Below is the comparison of the results from the 2 fits. It has to be noted that the templates in the 2 fits contain different components so the results are not directly comparable. However, you can see that in the electron channel the resutls are compatible. There is a discrepancy in the muon channel, but it can be attributed to the similarity of W+Jets shape with other MC shapes in the QCD fit. To cross-check the BDT fit, we have performed the fit also on the variable "C" and the results agree with the BDT fit.

Electrons:

• QCD fit
• W+jets: 1.90 +- 0.18
• Other MC: 0.96 +- 0.05
• BDT fit
• t-channel: 0.86 +- 0.06
• top+QCD: 0.82 +- 0.11
• W/Z+jets, 2.18 +- 0.32

Muons:

• QCD fit
• W+jets: 1.26 +- 0.13
• Other MC: 1.14 +- 0.05
• BDT fit
• t-channel: 0.99 +- 0.04
• Top+QCD: 0.82 +- 0.09
• W/Z+jets: 1.92 +- 0.21

• JA : I'm a bit confused. What should I compare ? In the QCD fit, the "QCD" is within "other MC" ? In the numbers quoted above, is the uncertainty statistical only ? I'm not expecting the QCD SF to be the same in the electron and muon channels, but other SF should be compatible. This seems to be the case ?
• No, in the QCD fit, the QCD is a separate category. The fitted value from QCD fit is used as input for BDT fit, so as we assign a 100% uncertainty to it, the scale factor would be 1.0 +- 1.0. Sorry about not being clear about that. The uncertainty is statistical only

     - Line 564 : are there some systematics on the fractios of each
process which constitute the template ? Same question for template on
line 566.

We have added a 100% uncertainty on the fraction of QCD in the Top+QCD template that we will propagate through the unfolding. Other processes (s-channel, tW-channel, DY+jets and Dibosons) get a 50% uncertainty on their fraction. The effect is small for everything except QCD.

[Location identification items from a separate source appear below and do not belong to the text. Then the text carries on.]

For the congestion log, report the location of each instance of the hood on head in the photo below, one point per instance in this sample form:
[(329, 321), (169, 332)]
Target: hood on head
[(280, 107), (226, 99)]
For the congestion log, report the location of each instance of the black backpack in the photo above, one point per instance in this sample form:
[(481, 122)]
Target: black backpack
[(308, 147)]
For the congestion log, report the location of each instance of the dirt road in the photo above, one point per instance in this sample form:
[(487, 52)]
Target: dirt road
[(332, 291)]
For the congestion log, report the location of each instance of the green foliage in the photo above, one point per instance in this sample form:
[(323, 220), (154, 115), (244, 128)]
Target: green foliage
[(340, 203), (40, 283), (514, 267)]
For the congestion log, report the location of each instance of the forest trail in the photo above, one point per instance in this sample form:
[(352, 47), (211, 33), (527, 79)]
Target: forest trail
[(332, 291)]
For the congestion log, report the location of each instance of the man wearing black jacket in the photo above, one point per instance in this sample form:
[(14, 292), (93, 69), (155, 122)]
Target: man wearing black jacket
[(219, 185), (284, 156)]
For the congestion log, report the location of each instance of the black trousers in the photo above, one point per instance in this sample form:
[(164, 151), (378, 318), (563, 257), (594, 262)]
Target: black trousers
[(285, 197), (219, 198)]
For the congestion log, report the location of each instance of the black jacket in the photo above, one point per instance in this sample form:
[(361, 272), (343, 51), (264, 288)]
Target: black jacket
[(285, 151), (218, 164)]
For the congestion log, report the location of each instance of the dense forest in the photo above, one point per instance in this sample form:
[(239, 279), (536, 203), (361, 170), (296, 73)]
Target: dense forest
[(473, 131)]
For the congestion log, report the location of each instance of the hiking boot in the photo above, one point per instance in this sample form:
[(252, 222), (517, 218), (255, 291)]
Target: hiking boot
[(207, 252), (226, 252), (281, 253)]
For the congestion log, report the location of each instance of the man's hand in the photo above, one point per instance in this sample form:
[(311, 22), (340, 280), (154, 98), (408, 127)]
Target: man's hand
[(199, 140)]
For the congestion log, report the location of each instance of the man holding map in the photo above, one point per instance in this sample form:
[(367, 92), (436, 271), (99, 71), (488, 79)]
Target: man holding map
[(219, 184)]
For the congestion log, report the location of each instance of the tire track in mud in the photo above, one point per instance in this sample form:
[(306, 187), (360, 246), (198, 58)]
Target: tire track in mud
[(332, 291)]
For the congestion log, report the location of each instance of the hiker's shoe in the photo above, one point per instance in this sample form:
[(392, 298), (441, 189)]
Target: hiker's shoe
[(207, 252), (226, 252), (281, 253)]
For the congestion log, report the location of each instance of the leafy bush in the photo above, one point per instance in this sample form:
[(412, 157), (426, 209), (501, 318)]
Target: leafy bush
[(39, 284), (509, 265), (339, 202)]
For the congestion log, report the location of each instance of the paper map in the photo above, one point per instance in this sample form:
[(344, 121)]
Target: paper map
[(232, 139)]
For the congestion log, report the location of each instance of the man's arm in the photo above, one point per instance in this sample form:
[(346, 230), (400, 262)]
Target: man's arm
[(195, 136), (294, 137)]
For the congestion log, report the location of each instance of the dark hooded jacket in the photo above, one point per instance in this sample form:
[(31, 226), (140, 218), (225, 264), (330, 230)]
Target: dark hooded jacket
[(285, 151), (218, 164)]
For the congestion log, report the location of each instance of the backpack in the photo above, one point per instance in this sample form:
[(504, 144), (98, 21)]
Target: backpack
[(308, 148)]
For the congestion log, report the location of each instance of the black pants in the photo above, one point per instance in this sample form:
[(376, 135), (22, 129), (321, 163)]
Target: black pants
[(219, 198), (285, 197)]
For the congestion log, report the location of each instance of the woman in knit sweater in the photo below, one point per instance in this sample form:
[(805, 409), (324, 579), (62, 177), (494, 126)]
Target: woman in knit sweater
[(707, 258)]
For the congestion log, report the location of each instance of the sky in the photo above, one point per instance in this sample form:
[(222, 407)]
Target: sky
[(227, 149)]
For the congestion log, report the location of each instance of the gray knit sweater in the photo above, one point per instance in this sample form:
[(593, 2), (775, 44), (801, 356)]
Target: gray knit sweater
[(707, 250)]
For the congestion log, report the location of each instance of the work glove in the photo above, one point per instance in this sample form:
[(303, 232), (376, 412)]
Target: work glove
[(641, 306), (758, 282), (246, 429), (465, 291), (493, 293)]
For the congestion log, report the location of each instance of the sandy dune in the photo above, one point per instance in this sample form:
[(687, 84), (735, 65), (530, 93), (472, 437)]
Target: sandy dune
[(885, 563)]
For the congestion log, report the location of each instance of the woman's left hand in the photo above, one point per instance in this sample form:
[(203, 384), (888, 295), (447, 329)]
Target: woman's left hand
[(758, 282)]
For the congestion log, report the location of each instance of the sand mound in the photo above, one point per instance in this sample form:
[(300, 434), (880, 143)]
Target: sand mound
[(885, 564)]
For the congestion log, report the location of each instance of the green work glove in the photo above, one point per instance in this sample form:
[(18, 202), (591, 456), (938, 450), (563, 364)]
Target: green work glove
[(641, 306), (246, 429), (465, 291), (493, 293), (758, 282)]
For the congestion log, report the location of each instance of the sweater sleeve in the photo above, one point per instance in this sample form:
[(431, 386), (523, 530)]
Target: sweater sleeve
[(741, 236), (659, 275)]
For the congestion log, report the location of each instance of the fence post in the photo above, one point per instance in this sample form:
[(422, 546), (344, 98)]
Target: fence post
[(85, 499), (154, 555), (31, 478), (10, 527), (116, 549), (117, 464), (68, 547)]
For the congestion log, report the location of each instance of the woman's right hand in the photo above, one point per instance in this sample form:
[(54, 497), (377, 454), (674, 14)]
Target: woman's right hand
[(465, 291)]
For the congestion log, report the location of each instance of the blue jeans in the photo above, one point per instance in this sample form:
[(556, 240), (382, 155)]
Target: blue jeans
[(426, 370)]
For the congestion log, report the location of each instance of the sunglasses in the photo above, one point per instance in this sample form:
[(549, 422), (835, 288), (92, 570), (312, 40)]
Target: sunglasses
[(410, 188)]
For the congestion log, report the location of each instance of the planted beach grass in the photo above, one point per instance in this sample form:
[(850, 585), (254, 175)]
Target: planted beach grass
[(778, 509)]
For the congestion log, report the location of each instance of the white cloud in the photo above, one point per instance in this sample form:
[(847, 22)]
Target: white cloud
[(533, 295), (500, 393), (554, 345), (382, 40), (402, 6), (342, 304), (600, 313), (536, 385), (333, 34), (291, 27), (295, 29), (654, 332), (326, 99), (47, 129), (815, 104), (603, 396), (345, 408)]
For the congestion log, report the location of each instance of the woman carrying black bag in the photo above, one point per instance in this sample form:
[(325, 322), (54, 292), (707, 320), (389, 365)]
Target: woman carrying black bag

     - Line 702 : what is the justification of the 10% uncertainty on
ttbar ?

The 10% uncertainty was on merged ttbar, s-channel and tW-channel. Now that we added QCD to this group the uncertainty is set at 20% as the prior uncertainty on QCD is 100% and there is roughly 10 times as much top events as QCD. We can see that ttbar is quite well modeled so 10% seems reasonable. To check, we set the top+QCD component prior uncertainty to 100% and fit again. The resulting rates are stable in both channels, the largest change being in W/Z+jets rate, but still under 1%. The signal scale factor changes less than 0.1%

• JA : I personally found 10% a bit too small. This is barely the theoretical uncertainty on the cross-sections ? From the check you performed, do I understand correctly that the result of the fits is not changing bu more than 1% for every components ? How far the top+QCD nuisance parameters moved from its initial value ? To me, it is rather that 100% QCD is over-conservative, so it might well compensate the any possible under-estimation of the top-related uncertainty. But all in all, your check seems to be conclusive, so it should be fine.
• Yes, you understand correctly that no component changes more than 1%.
• The uncertainty on the measured cross section value is well below 10%.
• For the systematics, the difference between 20% and 100% uncertainties can be bigger than for nominal, often around 10% difference.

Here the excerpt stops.